Im Ökonomendeutsch: Das Angebot wird dramatisch größer bei gleichzeitig sinkender Nachfrage – Türken und Russen können den Wegfall ganzer Länder nicht kompensieren. Benimmt sich der Markt wie einer, kann das nur diese Folge haben: Die Preise sinken. Borderline-Stars wie DaShaun Wood sind plötzlich bezahlbar. Und wir in Deutschland haben ja die letzten Jahre solide gewirtschaftet (Ausnahmen bestätigen natürlich die Regel). Durch intensive Arbeit ist der Gesamtumsatz der BBL-Clubs auf über 60 Millionen Euro gewachsen. Das ist ein Plus von 15 % pro Jahr seit 2005. Wir werden uns noch wundern, welche Spieler für Bundesligavereine wieder bezahlbar werden.

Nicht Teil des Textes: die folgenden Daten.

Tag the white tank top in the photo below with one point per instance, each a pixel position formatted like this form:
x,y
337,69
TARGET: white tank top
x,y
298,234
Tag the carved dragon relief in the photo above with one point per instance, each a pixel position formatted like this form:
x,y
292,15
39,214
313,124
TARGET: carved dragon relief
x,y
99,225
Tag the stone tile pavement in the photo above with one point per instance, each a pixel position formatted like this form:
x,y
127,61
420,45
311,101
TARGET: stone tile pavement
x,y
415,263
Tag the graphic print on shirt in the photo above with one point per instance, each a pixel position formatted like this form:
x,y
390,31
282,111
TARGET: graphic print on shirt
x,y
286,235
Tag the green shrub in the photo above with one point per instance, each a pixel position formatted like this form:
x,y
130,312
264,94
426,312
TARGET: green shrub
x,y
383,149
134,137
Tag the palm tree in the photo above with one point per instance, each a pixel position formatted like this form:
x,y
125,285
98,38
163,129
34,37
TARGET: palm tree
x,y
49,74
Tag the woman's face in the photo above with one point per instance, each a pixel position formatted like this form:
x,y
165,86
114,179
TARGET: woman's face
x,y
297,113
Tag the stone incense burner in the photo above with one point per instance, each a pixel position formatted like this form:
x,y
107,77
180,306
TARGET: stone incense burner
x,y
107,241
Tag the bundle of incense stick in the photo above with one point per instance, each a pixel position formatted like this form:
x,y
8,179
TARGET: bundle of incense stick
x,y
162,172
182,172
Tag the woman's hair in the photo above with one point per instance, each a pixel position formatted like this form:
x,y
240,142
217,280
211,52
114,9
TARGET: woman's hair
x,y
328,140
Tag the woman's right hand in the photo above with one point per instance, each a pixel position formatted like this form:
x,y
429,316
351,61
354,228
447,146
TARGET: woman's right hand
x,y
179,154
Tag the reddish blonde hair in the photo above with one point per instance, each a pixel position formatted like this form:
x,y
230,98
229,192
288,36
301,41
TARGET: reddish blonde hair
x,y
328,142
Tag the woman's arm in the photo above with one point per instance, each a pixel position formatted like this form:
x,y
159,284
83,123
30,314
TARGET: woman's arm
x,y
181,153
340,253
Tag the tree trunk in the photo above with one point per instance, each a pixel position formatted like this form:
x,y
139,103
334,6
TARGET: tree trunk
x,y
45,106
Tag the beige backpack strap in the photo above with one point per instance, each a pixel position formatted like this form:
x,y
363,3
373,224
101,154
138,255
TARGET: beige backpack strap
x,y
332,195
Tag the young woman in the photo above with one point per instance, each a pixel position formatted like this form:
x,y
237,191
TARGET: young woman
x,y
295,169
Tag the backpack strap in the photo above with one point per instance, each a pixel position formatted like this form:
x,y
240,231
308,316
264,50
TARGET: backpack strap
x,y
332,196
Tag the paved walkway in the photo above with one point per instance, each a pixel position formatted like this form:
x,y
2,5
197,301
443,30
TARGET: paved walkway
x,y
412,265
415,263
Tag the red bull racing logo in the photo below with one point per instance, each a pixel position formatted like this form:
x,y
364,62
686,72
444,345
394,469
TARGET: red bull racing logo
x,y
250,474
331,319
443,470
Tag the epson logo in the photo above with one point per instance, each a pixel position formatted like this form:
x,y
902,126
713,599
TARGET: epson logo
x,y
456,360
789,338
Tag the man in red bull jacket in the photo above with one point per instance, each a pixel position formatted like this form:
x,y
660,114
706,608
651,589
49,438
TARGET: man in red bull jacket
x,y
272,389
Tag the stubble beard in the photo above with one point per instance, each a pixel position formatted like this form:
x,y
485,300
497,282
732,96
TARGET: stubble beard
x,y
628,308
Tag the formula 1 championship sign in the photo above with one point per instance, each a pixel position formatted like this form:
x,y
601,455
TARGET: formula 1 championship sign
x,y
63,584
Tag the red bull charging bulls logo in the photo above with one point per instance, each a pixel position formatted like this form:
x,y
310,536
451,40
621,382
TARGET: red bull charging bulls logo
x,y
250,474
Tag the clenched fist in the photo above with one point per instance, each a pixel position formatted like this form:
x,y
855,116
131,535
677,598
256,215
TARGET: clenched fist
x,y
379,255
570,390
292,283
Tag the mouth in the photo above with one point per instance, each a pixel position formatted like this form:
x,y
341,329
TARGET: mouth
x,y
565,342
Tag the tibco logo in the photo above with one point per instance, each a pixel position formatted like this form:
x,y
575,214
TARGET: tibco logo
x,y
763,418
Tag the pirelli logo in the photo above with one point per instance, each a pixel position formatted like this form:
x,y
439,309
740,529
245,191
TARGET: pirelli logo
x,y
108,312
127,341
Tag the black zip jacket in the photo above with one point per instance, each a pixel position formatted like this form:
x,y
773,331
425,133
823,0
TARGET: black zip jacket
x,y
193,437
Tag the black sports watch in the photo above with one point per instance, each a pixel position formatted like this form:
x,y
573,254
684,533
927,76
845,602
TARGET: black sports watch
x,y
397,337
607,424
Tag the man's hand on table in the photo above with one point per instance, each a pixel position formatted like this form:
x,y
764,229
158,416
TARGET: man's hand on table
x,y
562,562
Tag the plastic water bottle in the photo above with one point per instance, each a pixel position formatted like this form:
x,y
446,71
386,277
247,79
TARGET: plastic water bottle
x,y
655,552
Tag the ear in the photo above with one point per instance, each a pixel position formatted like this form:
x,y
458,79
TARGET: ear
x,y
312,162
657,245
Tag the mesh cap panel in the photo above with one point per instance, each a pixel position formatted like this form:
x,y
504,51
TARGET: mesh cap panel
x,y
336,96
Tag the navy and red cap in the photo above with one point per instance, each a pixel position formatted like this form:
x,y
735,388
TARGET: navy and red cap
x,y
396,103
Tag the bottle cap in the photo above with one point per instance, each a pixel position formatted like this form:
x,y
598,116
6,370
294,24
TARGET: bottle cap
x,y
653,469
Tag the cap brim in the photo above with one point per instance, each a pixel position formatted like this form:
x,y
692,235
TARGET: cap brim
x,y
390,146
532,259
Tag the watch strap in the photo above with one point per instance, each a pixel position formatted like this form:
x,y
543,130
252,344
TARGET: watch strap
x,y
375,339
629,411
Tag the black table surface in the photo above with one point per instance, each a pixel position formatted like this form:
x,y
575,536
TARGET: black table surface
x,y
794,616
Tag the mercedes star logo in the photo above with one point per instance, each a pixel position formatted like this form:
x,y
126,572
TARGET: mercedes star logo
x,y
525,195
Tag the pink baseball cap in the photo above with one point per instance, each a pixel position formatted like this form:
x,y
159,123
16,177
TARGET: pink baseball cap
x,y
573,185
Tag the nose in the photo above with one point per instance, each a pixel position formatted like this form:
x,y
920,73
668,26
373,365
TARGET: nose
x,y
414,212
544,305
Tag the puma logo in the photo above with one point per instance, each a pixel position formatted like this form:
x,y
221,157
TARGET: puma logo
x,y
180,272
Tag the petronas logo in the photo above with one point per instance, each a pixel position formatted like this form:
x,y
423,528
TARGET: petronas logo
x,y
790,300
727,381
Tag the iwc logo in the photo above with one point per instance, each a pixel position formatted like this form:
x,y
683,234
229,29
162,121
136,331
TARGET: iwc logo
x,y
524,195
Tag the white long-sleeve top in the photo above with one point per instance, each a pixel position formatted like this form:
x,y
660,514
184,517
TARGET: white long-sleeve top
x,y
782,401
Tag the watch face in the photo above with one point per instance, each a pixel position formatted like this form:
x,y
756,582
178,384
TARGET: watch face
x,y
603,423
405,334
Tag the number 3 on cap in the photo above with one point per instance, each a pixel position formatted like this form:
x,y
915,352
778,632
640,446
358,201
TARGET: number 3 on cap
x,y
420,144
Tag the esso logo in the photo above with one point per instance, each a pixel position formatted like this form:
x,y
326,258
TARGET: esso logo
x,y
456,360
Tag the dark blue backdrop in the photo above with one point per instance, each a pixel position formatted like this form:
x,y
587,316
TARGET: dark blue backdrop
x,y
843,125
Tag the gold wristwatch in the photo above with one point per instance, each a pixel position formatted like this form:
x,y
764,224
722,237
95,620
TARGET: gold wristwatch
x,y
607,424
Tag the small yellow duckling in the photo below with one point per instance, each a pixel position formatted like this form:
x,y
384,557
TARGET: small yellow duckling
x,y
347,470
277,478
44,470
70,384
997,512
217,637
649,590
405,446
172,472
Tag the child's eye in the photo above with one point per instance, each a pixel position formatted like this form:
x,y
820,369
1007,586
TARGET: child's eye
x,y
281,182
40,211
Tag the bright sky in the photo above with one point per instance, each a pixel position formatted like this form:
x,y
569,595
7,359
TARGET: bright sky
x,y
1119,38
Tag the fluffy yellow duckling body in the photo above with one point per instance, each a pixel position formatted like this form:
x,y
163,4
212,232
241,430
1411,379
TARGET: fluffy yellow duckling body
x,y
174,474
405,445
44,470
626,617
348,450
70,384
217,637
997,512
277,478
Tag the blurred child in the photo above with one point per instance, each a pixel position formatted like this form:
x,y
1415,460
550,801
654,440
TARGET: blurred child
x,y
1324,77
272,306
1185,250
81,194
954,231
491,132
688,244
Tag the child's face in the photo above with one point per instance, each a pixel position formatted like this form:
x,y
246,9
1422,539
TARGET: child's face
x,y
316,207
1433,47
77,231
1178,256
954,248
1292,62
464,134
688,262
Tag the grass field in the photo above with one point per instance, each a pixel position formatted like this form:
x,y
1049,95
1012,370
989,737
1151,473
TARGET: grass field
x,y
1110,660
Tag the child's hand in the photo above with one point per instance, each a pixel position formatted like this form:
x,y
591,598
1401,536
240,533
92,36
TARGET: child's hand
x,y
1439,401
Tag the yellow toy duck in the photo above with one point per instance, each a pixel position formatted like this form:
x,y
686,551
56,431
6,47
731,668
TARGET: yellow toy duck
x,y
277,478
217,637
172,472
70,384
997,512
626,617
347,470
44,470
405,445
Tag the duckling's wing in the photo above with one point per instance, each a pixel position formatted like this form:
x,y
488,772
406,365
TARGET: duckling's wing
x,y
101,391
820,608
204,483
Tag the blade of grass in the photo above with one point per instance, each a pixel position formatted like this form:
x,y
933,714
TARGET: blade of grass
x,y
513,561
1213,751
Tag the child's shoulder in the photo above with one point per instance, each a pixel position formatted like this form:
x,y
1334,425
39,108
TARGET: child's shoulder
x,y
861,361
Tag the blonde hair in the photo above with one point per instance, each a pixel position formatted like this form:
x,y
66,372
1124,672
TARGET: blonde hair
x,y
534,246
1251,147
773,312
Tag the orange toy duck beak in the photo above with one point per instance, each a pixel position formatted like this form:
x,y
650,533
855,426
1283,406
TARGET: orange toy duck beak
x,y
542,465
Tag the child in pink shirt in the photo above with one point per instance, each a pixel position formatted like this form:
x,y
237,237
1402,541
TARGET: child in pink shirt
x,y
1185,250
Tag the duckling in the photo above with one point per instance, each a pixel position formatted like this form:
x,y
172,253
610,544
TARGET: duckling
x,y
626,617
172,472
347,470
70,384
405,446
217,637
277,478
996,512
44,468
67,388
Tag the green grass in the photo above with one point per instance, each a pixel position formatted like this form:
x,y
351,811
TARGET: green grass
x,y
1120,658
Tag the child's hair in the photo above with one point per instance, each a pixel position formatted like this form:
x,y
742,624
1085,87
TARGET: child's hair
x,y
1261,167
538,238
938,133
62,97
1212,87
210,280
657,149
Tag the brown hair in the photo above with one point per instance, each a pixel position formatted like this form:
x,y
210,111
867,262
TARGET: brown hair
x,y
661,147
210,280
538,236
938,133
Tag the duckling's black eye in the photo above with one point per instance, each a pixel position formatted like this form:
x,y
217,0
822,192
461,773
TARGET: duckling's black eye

Wahrscheinlich gehört Deutschland auch bei der Basketball-Krise zu den Krisengewinnern. Es wäre langsam an der Zeit, auf den zweiten Europaliga-Starplatz zu bestehen. Verdient haben wir ihn.

Ein Text von peterzwei, ALBA-Fan und Südeuropabasketballaficionado.

12 Gedanken zu „Gastbeitrag: Basketballkrise

  1. Danke @peterzwei für den Text. Nur ein Land – von dem ich kaum Ahnung habe – bleibt außen vor: Italien. Die Hallen sind ähnlich voll wie in der BBL, sie werden – vermutlich – weiter drei Startplätze in der EL haben. Es schreit folglich nach einem Teil 2 mit Italien, dem Balkan und den baltischen Staaten. ;-)

  2. Dann lasse ich mich mal diese Saison überraschen, hört sich für Deutschland gut an. Nur die 3 Mio. Mark bei den Türken irritieren;-)

    • Da konnte ich beim Onlinestellen auch nix machen… Typo oder bewusste Umrechnung? Ich weiß es nicht. Also: Schwarmintelligenz an, irgendwer wird es schon mit Quelle erklären können.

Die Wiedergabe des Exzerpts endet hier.